Pero pronto me doy cuenta de que mis brazos presentan el mismo color amarillo. Y también que el cielo ha dejado de ser azul. Es un color raro, más parecido al verde esmeralda que a otra cosa. Y nada hay alrededor. Sólo el paisaje yermo, sin nubes u otro elemento. Como si viviera en un cuadro impresionista a medio acabar. Y es esa bruma invisible, que a la vez que la vista deforma el sentido del espacio más absoluto. Y es ese pequeño malestar el que encuentro, mire hacia donde mire.
¿De dónde procede esta luz? No puedo ver el sol, la fuente. Tengo frío, y entonces sé que me lo han quitado, y el mundo se agota a sí mismo. Dicen que, en los sueños, no puedes sentir más que dos cosas: o bienestar, o una profunda tristeza que te hace despertar llorando. Pues el mío tiene una textura extraña, blanda como una almohada, imprecisa como esa misma almohada inacabada.
El verde se intensifica. Y recuerdo el dolor.
En mi tobillo. Las punzadas. La quemazón amarga. Y el palpitar nervioso del torrente sanguíneo.
Recuerdo la mordedura.
Recuerdo el sol.
Recuerdo la fiebre.
Los cascos de los caballos.
¿Cómo se llamaban? Creo que el mío Leguas.
Despierto. En mi garganta noto aún el sabor de la humedad de esta zona de México. Esa humedad a la que le gusta adormecer las cuerdas vocales.
Sé que Manuel, mi guía, me aplicó en la pierna un mejunje que hizo con levadura y el barro del río. ¿Cuándo sucedió? No sabría decirlo.
Recuerdo que soy yo, y que estoy indefenso.
Recuerdo que soy indeleble como las pocas sensaciones que me quedan de este sueño, que trato de atrapar entre los dedos.
Unos momentos después, se disipan las nubes del despertar peregrino, y reconozco el lugar. Y también el sabor del antídoto para serpientes en mis labios. A unos diez metros de la hoguera ya vacía, Manuel permanece sentado, con una rama en sus manos, que parte con parsimonia. Desde donde estoy, le oigo respirar con fuerza y sollozar. Pero no me atrevo a preguntarle cómo se encuentra. No me hubiera dado tiempo, pues Manuel se da cuenta enseguida de que he despertado. Se seca los ojos con el puño de la camisa y me lanza un “¡¡buenos días!!” que hace dar un bote a los caballos. Se acerca, me examina la mordedura y sonríe. Me mira a los ojos para tranquilizarme, y dice:
- ¡Qué cerca has estado, muchacho!
No sé lo que quiere decir con esa frase, pero le dejo que me ponga una venda sobre lo que antes era un dolor insoportable.

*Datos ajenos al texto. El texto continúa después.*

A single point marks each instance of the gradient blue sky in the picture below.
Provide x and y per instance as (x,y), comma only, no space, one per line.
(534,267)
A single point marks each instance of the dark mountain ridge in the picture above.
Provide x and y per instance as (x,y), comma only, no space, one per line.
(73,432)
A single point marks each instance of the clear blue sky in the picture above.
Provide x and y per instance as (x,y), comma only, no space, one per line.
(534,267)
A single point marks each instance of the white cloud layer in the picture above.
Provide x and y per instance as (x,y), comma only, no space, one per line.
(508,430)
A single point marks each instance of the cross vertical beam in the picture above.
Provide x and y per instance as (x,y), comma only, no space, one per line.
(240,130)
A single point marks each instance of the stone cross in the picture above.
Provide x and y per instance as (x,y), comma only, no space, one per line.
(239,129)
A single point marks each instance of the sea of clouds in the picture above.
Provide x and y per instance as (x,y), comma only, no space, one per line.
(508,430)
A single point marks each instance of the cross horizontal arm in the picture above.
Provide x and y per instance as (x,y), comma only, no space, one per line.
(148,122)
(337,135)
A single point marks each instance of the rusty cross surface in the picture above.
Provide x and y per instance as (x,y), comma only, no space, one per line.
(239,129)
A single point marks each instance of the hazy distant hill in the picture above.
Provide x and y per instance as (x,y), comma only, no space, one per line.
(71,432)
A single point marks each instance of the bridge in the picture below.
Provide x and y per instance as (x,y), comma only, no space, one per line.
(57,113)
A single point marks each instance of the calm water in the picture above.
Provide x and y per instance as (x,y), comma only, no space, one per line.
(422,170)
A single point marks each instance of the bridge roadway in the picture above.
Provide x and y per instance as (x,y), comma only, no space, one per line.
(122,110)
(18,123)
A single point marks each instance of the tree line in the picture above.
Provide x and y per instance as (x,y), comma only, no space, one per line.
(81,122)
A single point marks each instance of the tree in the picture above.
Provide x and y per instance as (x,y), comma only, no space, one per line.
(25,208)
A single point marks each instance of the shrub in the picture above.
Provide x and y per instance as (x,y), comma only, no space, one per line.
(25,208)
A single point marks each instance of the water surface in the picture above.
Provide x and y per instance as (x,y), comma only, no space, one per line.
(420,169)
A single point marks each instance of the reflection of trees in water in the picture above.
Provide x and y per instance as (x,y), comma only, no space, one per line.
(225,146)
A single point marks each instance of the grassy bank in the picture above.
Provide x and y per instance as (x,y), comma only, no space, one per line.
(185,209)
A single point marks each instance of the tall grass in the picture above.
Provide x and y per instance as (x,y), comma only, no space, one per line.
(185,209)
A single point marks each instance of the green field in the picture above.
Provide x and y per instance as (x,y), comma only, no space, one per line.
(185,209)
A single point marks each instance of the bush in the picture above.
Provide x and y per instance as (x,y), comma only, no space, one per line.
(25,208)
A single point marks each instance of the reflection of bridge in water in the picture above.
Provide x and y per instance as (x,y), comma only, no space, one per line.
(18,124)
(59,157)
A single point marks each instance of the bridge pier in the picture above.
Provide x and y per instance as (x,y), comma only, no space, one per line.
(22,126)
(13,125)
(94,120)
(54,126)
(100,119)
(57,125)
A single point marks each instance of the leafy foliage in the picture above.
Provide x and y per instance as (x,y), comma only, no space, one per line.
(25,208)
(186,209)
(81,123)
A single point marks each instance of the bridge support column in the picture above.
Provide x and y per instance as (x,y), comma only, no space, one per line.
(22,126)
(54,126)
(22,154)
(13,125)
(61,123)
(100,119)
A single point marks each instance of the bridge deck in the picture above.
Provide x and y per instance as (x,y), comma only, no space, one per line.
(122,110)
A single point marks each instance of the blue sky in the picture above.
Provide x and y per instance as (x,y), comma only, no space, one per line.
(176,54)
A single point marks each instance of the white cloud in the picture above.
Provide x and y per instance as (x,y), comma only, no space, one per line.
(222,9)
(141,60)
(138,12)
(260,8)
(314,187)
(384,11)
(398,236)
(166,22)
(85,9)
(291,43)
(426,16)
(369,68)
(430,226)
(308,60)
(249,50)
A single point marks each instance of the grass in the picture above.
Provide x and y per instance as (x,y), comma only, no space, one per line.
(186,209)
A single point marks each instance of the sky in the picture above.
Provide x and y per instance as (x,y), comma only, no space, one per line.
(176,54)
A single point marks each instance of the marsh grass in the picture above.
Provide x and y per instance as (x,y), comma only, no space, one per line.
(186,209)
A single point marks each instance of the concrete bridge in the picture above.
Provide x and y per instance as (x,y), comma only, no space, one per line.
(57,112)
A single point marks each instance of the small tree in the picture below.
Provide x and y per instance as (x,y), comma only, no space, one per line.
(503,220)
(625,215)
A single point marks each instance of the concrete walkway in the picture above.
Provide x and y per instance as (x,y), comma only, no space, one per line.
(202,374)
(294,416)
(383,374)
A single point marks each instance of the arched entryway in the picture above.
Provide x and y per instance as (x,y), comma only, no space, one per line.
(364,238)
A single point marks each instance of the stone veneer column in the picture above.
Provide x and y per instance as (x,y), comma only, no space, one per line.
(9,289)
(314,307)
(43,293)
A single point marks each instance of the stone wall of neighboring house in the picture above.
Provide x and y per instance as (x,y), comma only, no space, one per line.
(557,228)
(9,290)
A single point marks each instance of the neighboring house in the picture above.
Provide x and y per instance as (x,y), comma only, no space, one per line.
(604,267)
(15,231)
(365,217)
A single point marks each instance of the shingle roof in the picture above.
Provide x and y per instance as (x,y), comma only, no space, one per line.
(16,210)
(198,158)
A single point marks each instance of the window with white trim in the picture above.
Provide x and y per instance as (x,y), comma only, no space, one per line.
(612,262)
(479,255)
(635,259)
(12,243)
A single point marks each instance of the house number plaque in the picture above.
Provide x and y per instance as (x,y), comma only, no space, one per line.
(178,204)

“Levantad las manos caídas, y las rodillas paralizadas, y haced sendas derechas para vuestros pies, para que lo cojo no se salga del camino, sino que sea sanado”, dijo alguien a los hebreos (Hebreos 12:13). Qué curioso sentido tienen ahora estas palabras para mí.
- Es hora de caminar... – dice Manuel, a quien a partir de ahora recordaré como “el que me enderezó los pies”.
Montamos en los caballos, y por primera vez reparo en mi apariencia física. Estoy sucio y maltrecho, pero vivo. Estoy más cerca de una aventura real de lo que nunca lo he estado.
Dejamos atrás la pequeña hoguera consumida, las ascuas almorzadas, y cada uno de nosotros se aleja un poco más de su dolor particular. Poco a poco, la vegetación se densifica.